I regularly get mail about the web pages I have on copyright registrations and renewals and the inventory I did on the first renewals of periodicals. Turns out a lot of folks, both inside and outside of libraries, are interested in reviving and repurposing old creative works, if they could just figure out whether they were still under copyright, and how to reach the copyright holders if they are.
Here’s part of a not atypical query I received recently (posted with permission):
My anticipated enterprise regards short fiction published predominantly in monthly war-era periodicals; the “usual” specificity of interest – ’23-’63 periodicals which might not have been timely renewed.
It appears to me, after an exhaustive study of public domain law & online resources, that your work is the current state of the art: the closest thing – right now – to definitive.
My question, then…is there, so far as you are aware, any “quantum leaps” anticipated to come down the pike in some forseeable future re: a “definitive” means to check ’23 – ’63 renewals? Especially online/searchable?
Again, THANKS beyond measure for your work; it’s the closest-to-perfect tool yet for exasperated publishers seeking to simply ascertain whether the project they’re considering is “doing the right thing” where not violating someone else’s property is concerned!

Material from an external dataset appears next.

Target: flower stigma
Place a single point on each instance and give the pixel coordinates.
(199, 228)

It’s both gratifying and frustrating to receive email like this: gratifying because it’s always nice to hear your my is benefiting people; frustrating because I know there’s so much more that could be done to share copyright information, especially when there are so many people interested in it.
And in fact, more is being done, and planned. I organized an open discussion at last spring’s Digital Library Federation (DLF) forum called “Sharing Copyright Information: Opportunities for Collaboration”. It was an interesting and wide-ranging conversation, involving people from a number of libraries and other organizations. Here are the notes from the session. For a good overview and background on many of the copyright issues discussed, see Stanford’s Copyright & Fair Use website.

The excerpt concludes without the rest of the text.